Les efforts présentés seront corrélés au déploiement des troupes étrangères et à l’engagement de la communauté internationale à nos côtés. Plus ces derniers seront rapides et massifs, moins prégnantes seront les exigences sur nos épaules en terme d’efforts à fournir. Cependant, nous commettrions une erreur stratégique en nous basant uniquement sur l’extérieur pour conduire ces initiatives de renforcement de nos forces.  
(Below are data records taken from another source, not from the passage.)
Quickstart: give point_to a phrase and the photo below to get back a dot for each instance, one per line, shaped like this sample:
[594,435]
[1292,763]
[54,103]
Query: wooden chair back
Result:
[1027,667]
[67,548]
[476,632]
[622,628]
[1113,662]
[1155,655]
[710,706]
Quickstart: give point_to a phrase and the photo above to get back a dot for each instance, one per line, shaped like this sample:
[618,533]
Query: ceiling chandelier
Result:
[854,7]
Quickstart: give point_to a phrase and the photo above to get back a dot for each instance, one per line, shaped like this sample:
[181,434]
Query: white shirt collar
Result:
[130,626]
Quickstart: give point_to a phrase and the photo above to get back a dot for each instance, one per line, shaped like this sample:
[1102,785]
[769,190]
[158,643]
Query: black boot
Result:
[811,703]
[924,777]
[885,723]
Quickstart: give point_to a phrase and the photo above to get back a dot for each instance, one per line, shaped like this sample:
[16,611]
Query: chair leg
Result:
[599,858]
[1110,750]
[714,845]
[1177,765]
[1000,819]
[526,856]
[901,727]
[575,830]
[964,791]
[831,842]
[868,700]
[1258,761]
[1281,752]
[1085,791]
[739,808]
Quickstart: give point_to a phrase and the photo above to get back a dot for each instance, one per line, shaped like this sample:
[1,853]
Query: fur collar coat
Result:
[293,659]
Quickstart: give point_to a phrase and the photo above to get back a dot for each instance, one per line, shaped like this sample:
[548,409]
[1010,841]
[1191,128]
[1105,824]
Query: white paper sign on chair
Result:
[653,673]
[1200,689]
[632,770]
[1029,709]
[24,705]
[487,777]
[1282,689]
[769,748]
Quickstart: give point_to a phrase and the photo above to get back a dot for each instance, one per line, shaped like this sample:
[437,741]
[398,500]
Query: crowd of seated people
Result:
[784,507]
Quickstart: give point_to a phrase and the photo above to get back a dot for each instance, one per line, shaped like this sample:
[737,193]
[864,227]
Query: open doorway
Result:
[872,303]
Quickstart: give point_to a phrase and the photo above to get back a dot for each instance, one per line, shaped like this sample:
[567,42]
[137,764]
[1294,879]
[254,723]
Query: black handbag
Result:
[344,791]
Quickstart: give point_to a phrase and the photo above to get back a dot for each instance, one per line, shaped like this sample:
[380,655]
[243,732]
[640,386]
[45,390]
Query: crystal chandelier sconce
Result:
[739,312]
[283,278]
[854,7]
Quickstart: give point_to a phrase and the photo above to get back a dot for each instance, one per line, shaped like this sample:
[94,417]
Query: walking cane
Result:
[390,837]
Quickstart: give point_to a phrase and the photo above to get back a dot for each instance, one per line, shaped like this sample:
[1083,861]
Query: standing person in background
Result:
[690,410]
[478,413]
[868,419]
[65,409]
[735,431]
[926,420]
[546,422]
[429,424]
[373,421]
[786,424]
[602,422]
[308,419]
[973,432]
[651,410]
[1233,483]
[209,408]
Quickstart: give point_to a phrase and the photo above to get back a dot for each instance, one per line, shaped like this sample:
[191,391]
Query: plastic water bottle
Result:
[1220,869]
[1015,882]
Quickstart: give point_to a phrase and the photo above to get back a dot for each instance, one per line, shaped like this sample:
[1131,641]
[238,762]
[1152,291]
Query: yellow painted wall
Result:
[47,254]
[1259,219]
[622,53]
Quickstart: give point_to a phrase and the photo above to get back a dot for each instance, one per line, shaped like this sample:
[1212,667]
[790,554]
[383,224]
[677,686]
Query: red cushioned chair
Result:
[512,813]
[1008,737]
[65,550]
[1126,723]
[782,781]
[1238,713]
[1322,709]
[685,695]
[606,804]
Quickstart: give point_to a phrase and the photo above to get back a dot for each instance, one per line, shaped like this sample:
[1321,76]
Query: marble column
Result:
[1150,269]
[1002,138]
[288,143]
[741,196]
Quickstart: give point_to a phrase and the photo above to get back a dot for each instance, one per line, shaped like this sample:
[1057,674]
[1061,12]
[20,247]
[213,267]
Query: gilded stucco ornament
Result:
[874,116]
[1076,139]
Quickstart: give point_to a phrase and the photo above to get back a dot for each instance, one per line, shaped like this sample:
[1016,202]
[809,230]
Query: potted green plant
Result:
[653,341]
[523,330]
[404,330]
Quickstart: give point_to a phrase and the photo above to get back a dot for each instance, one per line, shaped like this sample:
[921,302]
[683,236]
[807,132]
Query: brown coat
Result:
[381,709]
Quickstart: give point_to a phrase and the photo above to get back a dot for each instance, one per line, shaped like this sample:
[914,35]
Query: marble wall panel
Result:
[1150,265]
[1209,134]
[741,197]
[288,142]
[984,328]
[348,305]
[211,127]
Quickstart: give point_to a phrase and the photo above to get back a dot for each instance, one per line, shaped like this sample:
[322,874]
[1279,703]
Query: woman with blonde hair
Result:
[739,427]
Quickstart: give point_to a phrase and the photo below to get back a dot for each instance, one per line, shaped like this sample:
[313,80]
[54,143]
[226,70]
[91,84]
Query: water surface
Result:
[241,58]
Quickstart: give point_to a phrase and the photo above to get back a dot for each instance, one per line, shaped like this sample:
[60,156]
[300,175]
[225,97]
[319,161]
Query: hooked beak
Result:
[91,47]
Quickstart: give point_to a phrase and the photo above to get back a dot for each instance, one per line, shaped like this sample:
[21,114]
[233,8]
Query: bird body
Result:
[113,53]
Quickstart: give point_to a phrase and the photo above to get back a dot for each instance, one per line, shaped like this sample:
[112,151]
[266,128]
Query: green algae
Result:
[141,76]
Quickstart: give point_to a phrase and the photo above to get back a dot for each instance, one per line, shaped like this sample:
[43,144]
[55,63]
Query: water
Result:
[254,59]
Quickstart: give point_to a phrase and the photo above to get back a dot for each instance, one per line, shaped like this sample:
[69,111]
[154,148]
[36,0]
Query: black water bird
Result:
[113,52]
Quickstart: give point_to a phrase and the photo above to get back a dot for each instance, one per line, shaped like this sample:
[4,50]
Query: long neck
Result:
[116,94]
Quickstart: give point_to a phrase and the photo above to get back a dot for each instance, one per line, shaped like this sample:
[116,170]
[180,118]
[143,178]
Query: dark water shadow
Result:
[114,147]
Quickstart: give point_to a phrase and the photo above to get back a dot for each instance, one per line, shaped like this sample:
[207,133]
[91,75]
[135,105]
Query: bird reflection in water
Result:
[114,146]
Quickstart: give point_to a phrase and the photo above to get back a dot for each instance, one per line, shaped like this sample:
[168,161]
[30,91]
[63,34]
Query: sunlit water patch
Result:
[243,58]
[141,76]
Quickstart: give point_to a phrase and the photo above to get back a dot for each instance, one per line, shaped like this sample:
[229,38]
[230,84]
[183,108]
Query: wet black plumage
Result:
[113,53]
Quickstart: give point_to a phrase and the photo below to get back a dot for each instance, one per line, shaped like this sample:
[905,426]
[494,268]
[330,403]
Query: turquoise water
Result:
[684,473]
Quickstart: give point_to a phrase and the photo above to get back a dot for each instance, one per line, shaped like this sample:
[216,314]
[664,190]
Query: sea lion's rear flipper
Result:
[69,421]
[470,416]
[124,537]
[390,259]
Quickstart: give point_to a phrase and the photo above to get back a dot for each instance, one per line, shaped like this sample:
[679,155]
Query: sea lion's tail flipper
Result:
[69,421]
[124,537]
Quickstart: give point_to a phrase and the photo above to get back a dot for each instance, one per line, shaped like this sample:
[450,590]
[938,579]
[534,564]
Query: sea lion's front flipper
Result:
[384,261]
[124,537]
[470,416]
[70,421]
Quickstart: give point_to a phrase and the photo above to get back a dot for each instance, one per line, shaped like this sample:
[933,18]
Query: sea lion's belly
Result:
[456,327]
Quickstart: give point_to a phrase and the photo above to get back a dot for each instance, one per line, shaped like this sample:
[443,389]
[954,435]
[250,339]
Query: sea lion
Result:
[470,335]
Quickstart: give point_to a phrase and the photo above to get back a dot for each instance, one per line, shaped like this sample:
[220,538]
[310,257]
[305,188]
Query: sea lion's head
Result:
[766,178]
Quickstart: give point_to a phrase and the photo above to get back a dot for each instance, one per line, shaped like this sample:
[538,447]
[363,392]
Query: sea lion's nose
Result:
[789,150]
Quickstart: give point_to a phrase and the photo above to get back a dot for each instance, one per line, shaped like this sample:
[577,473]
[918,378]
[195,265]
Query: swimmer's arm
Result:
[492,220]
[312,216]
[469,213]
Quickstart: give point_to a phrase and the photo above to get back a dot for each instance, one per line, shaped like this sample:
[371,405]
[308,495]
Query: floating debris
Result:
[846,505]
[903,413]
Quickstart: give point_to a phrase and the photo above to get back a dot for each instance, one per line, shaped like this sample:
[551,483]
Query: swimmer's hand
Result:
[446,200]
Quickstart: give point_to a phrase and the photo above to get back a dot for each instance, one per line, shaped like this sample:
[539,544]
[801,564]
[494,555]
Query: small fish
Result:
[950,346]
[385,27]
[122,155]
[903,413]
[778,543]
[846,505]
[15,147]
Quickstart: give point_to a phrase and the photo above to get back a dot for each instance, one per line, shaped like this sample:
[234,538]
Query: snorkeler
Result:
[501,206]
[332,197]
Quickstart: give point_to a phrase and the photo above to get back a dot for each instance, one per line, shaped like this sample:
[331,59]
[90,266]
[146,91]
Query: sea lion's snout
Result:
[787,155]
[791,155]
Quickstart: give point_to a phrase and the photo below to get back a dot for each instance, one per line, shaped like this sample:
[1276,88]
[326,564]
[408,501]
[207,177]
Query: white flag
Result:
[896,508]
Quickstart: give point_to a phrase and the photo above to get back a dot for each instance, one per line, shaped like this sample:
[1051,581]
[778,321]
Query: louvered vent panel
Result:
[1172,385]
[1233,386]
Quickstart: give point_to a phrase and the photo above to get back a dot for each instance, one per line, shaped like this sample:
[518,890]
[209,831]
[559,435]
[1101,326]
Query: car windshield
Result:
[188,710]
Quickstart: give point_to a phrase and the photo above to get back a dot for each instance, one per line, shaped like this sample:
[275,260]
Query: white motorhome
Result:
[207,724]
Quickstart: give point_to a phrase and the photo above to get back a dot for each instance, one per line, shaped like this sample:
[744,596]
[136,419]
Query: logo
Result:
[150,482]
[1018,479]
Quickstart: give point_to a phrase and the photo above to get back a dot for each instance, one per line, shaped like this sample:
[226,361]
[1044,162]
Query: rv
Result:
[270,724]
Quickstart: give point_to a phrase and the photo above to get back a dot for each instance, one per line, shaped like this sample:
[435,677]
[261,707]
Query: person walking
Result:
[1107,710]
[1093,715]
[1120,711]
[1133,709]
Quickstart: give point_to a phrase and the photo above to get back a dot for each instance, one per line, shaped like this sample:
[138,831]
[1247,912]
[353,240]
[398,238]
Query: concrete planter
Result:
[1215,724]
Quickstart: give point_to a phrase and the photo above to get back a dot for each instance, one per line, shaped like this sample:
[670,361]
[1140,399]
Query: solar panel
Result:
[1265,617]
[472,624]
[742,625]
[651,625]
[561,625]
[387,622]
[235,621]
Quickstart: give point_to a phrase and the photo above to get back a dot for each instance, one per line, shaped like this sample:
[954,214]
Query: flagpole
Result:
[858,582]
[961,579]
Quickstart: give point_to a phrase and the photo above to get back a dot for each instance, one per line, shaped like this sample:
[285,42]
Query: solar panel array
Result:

Notre pays fait face au plus grand défi de sa jeune existence et les maliens à leur pire épreuve en tant que nation. Nous avons pour habitude de nous référer au passé et aux grand empires qui ont façonné notre identité et constitué à juste titre pour nous des motifs de fierté. Nous avons aujourd’hui l’occasion, en tant que peuple, de donner aux générations futures de nouveaux motifs de fierté ! C’est tous ensemble que nous arriverons à faire face à ces obstacles compliqués, en tant que peuple et en tant que nation. Le sacrifice de nos soldats se nourrira de nos sacrifices de citoyen. Alors, comme le dit si bien notre hymne national : soyons tous résolus de mourir pour le Mali, afin que notre avenir rime avec espérance et confiance.